Mechanisms for collective inversion-symmetry breaking in dabconium perovskite ferroelectrics

Dabconium hybrid perovskites include a number of recently-discovered ferroelectric phases with large spontaneous polarisations. The origin of ferroelectric response has been rationalised in general terms in the context of hydrogen bonding, covalency, and strain coupling. Here we use a combination of simple theory, Monte Carlo simulations, and density functional theory calculations to assess the ability of these microscopic ingredients-together with the always-present through-space dipolar coupling-to account for the emergence of polarisation in these particular systems whilst not in other hybrid perovskites. Our key result is that the combination of A-site polarity, preferred orientation along 111 directions, and ferroelastic strain coupling drives precisely the ferroelectric transition observed experimentally.
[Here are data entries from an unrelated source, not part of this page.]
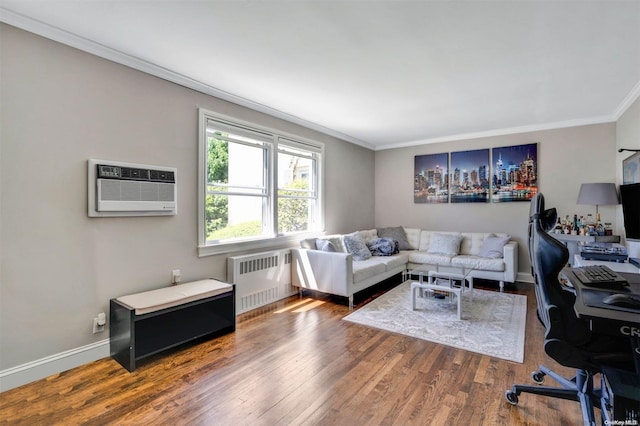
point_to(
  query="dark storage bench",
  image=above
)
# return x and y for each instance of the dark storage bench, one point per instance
(146, 323)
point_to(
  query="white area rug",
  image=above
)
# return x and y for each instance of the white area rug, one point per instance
(492, 323)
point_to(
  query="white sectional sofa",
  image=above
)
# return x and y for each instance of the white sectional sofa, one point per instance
(327, 264)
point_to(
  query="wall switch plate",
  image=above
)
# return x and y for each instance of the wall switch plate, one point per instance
(97, 328)
(175, 276)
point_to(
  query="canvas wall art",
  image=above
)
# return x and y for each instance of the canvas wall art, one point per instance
(469, 176)
(431, 178)
(515, 173)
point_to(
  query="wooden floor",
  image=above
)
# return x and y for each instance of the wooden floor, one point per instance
(297, 362)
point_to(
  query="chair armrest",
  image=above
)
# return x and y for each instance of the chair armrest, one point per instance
(328, 272)
(510, 255)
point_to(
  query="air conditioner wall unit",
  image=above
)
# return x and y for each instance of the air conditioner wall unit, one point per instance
(131, 189)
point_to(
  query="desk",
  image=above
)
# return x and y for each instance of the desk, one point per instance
(572, 241)
(614, 266)
(608, 320)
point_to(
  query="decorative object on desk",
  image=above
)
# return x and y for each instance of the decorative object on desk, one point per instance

We rationalise the absence of polarisation in many hybrid perovskites, and arrive at a set of design rules for generating FE examples beyond the dabconium family alone.

Automated summary

In this study, a combination of simple theory, Monte Carlo simulations, and density functional theory calculations was used to analyze the origin and characteristics of ferroelectric phases in Dabconium hybrid perovskites. It was found that the combination of A-site polarity, preferred orientation, and ferroelastic strain coupling are key factors driving the ferroelectric transition observed experimentally, providing design rules for generating FE examples beyond the dabconium family.